The whole point here is sometimes being prudent will in fact cost you. This is not meant as a pejorative. This is meant to serve as a mechanism that it’s not always about the %/$ return. I am perfectly fine with the result. What I would (and have) change is the attempt to swing both sides as often as I did and simply “trust the process.”

Sticking with TSLA, there are those that did not stick with the plan. In fact, there are those that did not recognize the headwinds of betting against the stock. In fact, TSLA shorts lost over $40 BILLION in 2020. Much of this could have been avoided with the previously mentioned risk management. The entire point of this here is that the process will undoubtedly always trump the money.

Nigerian Prince

I want to end this blog with a quick little story. Did you know that the first Nigerian Prince scam was actually done in the 1800’s? I bet you didn’t.

The story goes that in the 1800’s a 16 year old kid used the emergence of newspaper advertising to con individuals into sending him four dollars and a pair of pants in exchange for elephant tusks, diamonds, and other jewels. The boy was able to pull off the con across the country and some of those that were scammed stormed local post offices arguing that they were being robbed by the postmasters.

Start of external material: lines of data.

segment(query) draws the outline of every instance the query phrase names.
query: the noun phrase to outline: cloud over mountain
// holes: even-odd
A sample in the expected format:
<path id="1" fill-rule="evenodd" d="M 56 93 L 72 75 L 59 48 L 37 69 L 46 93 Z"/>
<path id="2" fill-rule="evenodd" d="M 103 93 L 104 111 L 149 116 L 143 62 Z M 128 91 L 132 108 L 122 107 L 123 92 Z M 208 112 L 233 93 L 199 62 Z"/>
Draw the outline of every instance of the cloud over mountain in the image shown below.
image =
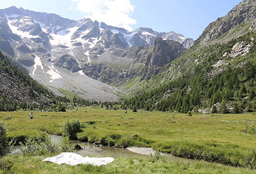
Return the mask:
<path id="1" fill-rule="evenodd" d="M 85 17 L 131 31 L 136 21 L 131 16 L 136 6 L 130 0 L 71 0 L 77 2 L 76 9 Z"/>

The story here is not the scam itself. The story here is those duped lived in this alternate reality where they refused to believe they were being duped. The reason I bring this story up is because it’s an allegory for the markets. We’re always being told some variation of “this time it’s different.” In reality the casino known as Wall Street is just a giant shell game where the house is always going to win.

The latest shill here is the newest rage, SPAC’s. Like a degenerate coke head who doesn’t know when to call it quits bankers have used this latest mania to push “opportunity” to unsuspecting investors. I don’t say this as someone with disdain or someone telling you you can’t make any money trading it. I say this as someone who wants to be the voice of reason in an otherwise unreasonable world. SPAC’s are especially dangerous because they don’t require the stock to actually have a product. Many of them are basically a blank check for a business plan.

For context sake, in all of 2014 a total of $1.8Billion was raised for SPAC IPO’s. SPAC’s in 2020 raised over $90Billion. In just five years Wall Street’s taken the excess to the next level by a factor of 50. Be cautious, optimistic, but cautious.

Wild Ride

If this write up tells you anything, I hope that it tells you that there is possibility out there in the midst of all the madness. Secondarily, I hope that it provides you with a little insight to the reality of the excess that exists. Finally, I hope that it gives a little glimpse into the notion that a little process can go a long way. Oh yeah, and don’t let all of this distract you from the fact that the Clippers blew a 3-1 lead.